If the FMT or a similar accord goes into effect, the five nuclear powers would be allowed to keep their weapons, but on the condition that they cut off production of fissile material for use in nuclear weapons, on which there is already basically a de facto moratorium among the five, Lewis pointed out.

But India and Pakistan "are still producing fissile material for weapons," she added. "So the question is how long it will take for them to build their stocks."

Israel, meanwhile, is a different case, because "as far as we know it is not producing weapons," she added. But if the FMT were to enter into effect, the verification regime would require it to open up its records on its decades-long nuclear program

That "would be very dangerous for Israel. I think this may be one of the key points that people are concerned about," said Lewis.

"Israel is very sensitive on this issue because India and Pakistan have declared themselves to have nuclear weapons. Israel has never done that," she noted.

The FMT is holding up progress in the CD on an issue that is very costly for China and Russia: the prevention of an arms race in outer space.

Nor has there been progress on the most pressing issues for the non-aligned countries, like nuclear disarmament and security guarantees for non-nuclear-weapon states.

The inertia of the negotiations has hurt the prestige and credibility of the CD, which does not strictly belong to the UN system, but uses the services of the world body’s secretariat in its Geneva headquarters.

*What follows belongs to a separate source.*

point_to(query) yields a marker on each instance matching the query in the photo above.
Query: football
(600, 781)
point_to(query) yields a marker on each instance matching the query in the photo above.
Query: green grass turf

Critics say the CD acts like "an exclusive golf club, or like a gentlemen’s club in London or New York," said Lewis.

In his closing message to the period of sessions Tuesday, the rotating president of the CD, Burmese delegate U Mya Than, said he believed that it is "the best club in the city" because it has "the best brains" representing the most refined traditions of multilateral diplomacy.

But Chilean delegate Juan Martabit acknowledged that an eight-year impasse has hurt the reputation of the CD, and that "legitimate questions about its future" have been raised.

He also stated that security and peace are not achieved by building up nuclear arsenals.

The real threats to peace, said Martabit, are the developing world’s lack of funds to confront poverty and hunger.